Rasulullah sallallahu alaihi wasallam bersabda: “Setiap kalian adalah pemimpin dan setiap pemimpin akan dimintai pertanggungjawaban atas kepemimpinannya. Seorang laki-laki adalah pemimpin bagi keluarganya dan ia akan dimintai pertanggungjawaban atas mereka.” (HR. Bukhari dan Muslim)
Memang kunci pendidikan anak berada di tangan ibu, namun keberhasilan pendidikan tersebut tetaplah di tangan ayah. Peran ayah dalam pengasuhan anak ada pada proses pembentukan kepribadian anak, yakni kasih sayang, perhatian, dan keteladanan. Dari sosok ayah, anak mendapatkan keteladanan keimanan, kepemimpinan, daya tahan, daya tarung. Dari sosok ayah juga, anak laki-laki siap menjadi qawwam dan anak perempuan siap menjadi al-umm wa rabbatul bait dan madrasah ula.

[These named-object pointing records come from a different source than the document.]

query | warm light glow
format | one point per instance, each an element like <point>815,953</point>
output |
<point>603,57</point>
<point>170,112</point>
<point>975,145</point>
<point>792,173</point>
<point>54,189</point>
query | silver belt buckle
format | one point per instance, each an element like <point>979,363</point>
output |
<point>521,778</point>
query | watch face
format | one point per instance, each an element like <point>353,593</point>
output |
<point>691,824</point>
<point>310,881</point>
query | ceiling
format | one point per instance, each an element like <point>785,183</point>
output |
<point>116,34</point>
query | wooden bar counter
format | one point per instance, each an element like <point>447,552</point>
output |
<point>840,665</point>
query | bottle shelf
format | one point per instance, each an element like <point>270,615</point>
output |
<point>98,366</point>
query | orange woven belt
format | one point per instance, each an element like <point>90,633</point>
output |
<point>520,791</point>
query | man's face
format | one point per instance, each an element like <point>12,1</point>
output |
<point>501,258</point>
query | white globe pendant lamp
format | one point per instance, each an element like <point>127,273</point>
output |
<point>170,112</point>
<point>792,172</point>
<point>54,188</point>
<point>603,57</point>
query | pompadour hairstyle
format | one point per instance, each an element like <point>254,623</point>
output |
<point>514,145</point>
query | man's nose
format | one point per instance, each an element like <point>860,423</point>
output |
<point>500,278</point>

Allah mewajibkan bukan hanya untuk mencari nafkah, namun juga jihad fiisabilillah dan kewajiban lainnya yang menuntut mereka harus keluar rumah. Peran ini tentu tidak mudah, karena itu, Allah Taala memerintahkan negara sebagai pihak yang berfungsi sebagai pelayan umat untuk menopang kewajiban para ayah ini agar terealisasi dengan optimal.
Rasulullah sallallahu alaihi wasallam bersabda :
”Imam atau khalifah adalah pengurus dan ia bertanggungjawab terhadap rakyat yang diurusnya”. (HR. Muslim dan Ahmad).
Negara yang menerapkan sistem Islam akan men-support peran ayah dengan membuka lapangan kerja dengan upah yang layak dan memberikan jaminan kehidupan sehingga ayah bisa memiliki waktu yang cukup bersama anak.
Negara Islam memastikan ekonomi negara berjalan sebagaimana mestinya. Harga kebutuhan pokok terjangkau oleh gaji para ayah. Selain itu juga menjamin kebutuhan dasar publik seperti pendidikan, kesehatan, dan keamanan secara gratis untuk masyarakat.
Ayah tidak perlu mencari kerja sampingan demi kebutuhan keluarga. Bahkan seandainya sosok ayah telah tiada, Islam memiliki sistem perwalian yang menjamin setiap anak akan tetap memiliki figur ayah. Perwalian itu diserahkan kepada kakek dan paman dari jalur ayah, islam tidak akan membiarkan anak-anak tanpa pengasuhan sosok ayah.
Hari ini, negara Kapitalisme absen dari peran ra’in atau pengurus rakyat. Faktor inilah yang membuat anak-anak banyak mengalami fatherless. Karena itu, umat harus menyadari bahwa fenomena fatherless ni akibat manusia tidak menaati aturan Allah dalam segala aspek, baik secara individu hingga level negara.